From 0b859f1c8e14e0883cef1e5f782ddc6ed2afb4d5 Mon Sep 17 00:00:00 2001
From: gamer147 <gamer147@gmail.com>
Date: Mon, 1 Jun 2026 01:59:47 -0400
Subject: [PATCH] fix(check): merge anonymous resignup viewer into Steam-linked
 viewer

GameStart already detects the Steam-vs-UDID mismatch produced by
wipe-and-resignup; it now also reclaims the orphan. New
ViewerRepository.MergeAnonymousViewerInto transfers the fresh UDID
from V_new onto V_old in one save (freeing the unique-index slot),
then deletes V_new in a second save. Partial-failure mode is a
benign null-UDID viewer; two rows never contend for the same UDID.
Side benefit: future GetViewerByUdid lookups now short-circuit to
V_old without going through the Steam handler.

Co-Authored-By: Claude Opus 4.7 <noreply@anthropic.com>
---
 .../Repositories/Viewer/IViewerRepository.cs  |  7 ++
 .../Repositories/Viewer/ViewerRepository.cs   | 27 ++++++
 .../Controllers/CheckController.cs            |  4 +
 .../Controllers/CheckControllerTests.cs       | 92 +++++++++++++++++++
 4 files changed, 130 insertions(+)

diff --git a/SVSim.Database/Repositories/Viewer/IViewerRepository.cs b/SVSim.Database/Repositories/Viewer/IViewerRepository.cs
index f465783..d032ebf 100644
--- a/SVSim.Database/Repositories/Viewer/IViewerRepository.cs
+++ b/SVSim.Database/Repositories/Viewer/IViewerRepository.cs
@@ -13,4 +13,11 @@ public interface IViewerRepository
         ulong socialAccountIdentifier, ulong? shortUdid = null);
     Task<Models.Viewer> RegisterAnonymousViewer(Guid udid);
     Task LinkSteamToViewer(long viewerId, ulong steamId);
+
+    /// <summary>
+    /// Merges an anonymous viewer (just created by <c>/tool/signup</c> on a fresh UDID)
+    /// into a target viewer that the Steam ticket resolved to.

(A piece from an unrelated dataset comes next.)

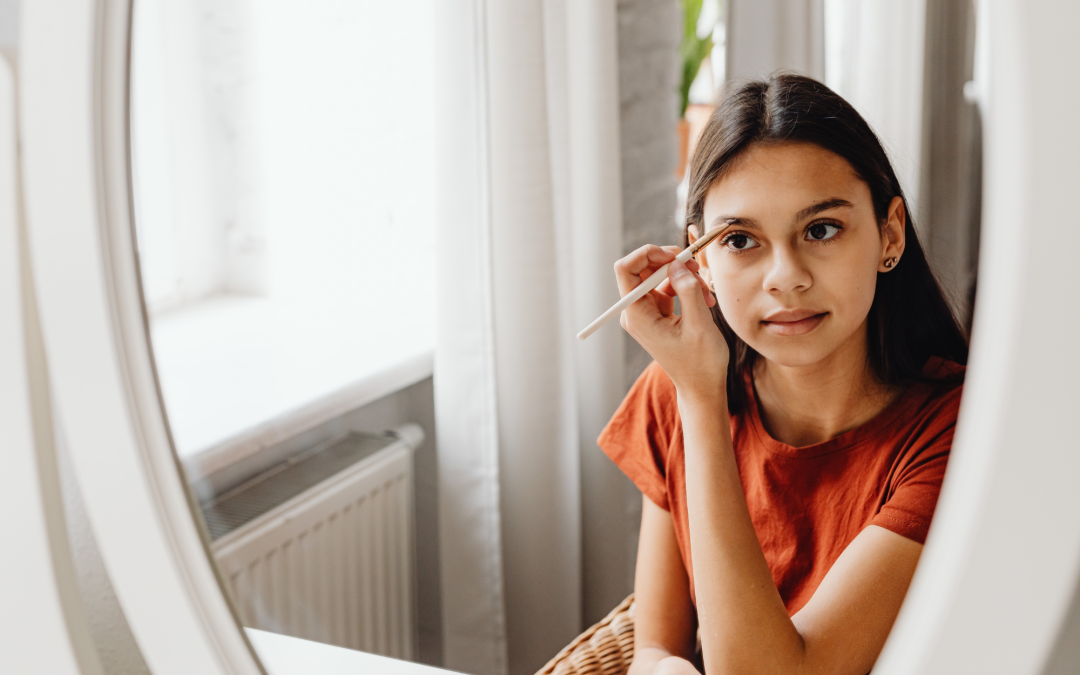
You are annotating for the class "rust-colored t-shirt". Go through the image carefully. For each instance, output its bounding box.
[597,359,963,615]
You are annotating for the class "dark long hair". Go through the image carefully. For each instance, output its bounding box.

Transfers the anonymous
+    /// viewer's UDID to the target, then deletes the anonymous viewer.
+    /// </summary>
+    Task MergeAnonymousViewerInto(long anonymousViewerId, long targetViewerId);
 }
diff --git a/SVSim.Database/Repositories/Viewer/ViewerRepository.cs b/SVSim.Database/Repositories/Viewer/ViewerRepository.cs
index bbedc17..d60ce5e 100644
--- a/SVSim.Database/Repositories/Viewer/ViewerRepository.cs
+++ b/SVSim.Database/Repositories/Viewer/ViewerRepository.cs
@@ -182,6 +182,33 @@ public class ViewerRepository : IViewerRepository
         return false;
     }
 
+    public async Task MergeAnonymousViewerInto(long anonymousViewerId, long targetViewerId)
+    {
+        if (anonymousViewerId == targetViewerId) return;
+
+        var anon = await _dbContext.Set<Models.Viewer>()
+            .FirstOrDefaultAsync(v => v.Id == anonymousViewerId);
+        if (anon is null) return;
+
+        var target = await _dbContext.Set<Models.Viewer>()

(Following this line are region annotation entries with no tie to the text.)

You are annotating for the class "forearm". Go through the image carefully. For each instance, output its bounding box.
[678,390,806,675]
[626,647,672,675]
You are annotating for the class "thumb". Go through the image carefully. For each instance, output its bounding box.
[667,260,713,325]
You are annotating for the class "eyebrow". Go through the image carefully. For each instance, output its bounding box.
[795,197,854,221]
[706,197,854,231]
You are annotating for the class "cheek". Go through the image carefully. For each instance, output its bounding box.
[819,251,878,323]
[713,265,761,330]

+            .FirstOrDefaultAsync(v => v.Id == targetViewerId)
+            ?? throw new InvalidOperationException(
+                $"Cannot merge anonymous viewer {anonymousViewerId}: target viewer {targetViewerId} not found.");
+
+        // Two saves: free the UDID slot on the anonymous viewer first (drops the unique-index
+        // conflict), then reassign to the target and delete the anonymous row in the second
+        // save. The partial-failure mode (first save succeeds, second fails) leaves a benign
+        // null-UDID viewer that no client can resolve to — never two rows contending for the
+        // same UDID, which is the failure we actually need to prevent.
+        Guid? freedUdid = anon.Udid;
+        anon.Udid = null;
+        await _dbContext.SaveChangesAsync();
+
+        target.Udid = freedUdid;
+        _dbContext.Set<Models.Viewer>().Remove(anon);
+        await _dbContext.SaveChangesAsync();
+    }
+
     public async Task LinkSteamToViewer(long viewerId, ulong steamId)
     {
         var viewer = await _dbContext.Set<Models.Viewer>()
diff --git a/SVSim.EmulatedEntrypoint/Controllers/CheckController.cs b/SVSim.EmulatedEntrypoint/Controllers/CheckController.cs
index 5b6799c..c658a4f 100644
--- a/SVSim.EmulatedEntrypoint/Controllers/CheckController.cs
+++ b/SVSim.EmulatedEntrypoint/Controllers/CheckController.cs
@@ -54,6 +54,10 @@ public class CheckController : SVSimController
             if (udidViewer is not null && udidViewer.Id != fullViewer.Id)
             {
                 rewriteViewerId = fullViewer.Id;
+                // Reclaim the orphan: transfer the fresh UDID onto the Steam-resolved viewer
+                // and delete the just-created blank anonymous one. Future GetViewerByUdid
+                // calls then short-circuit to V_old without going through the Steam handler.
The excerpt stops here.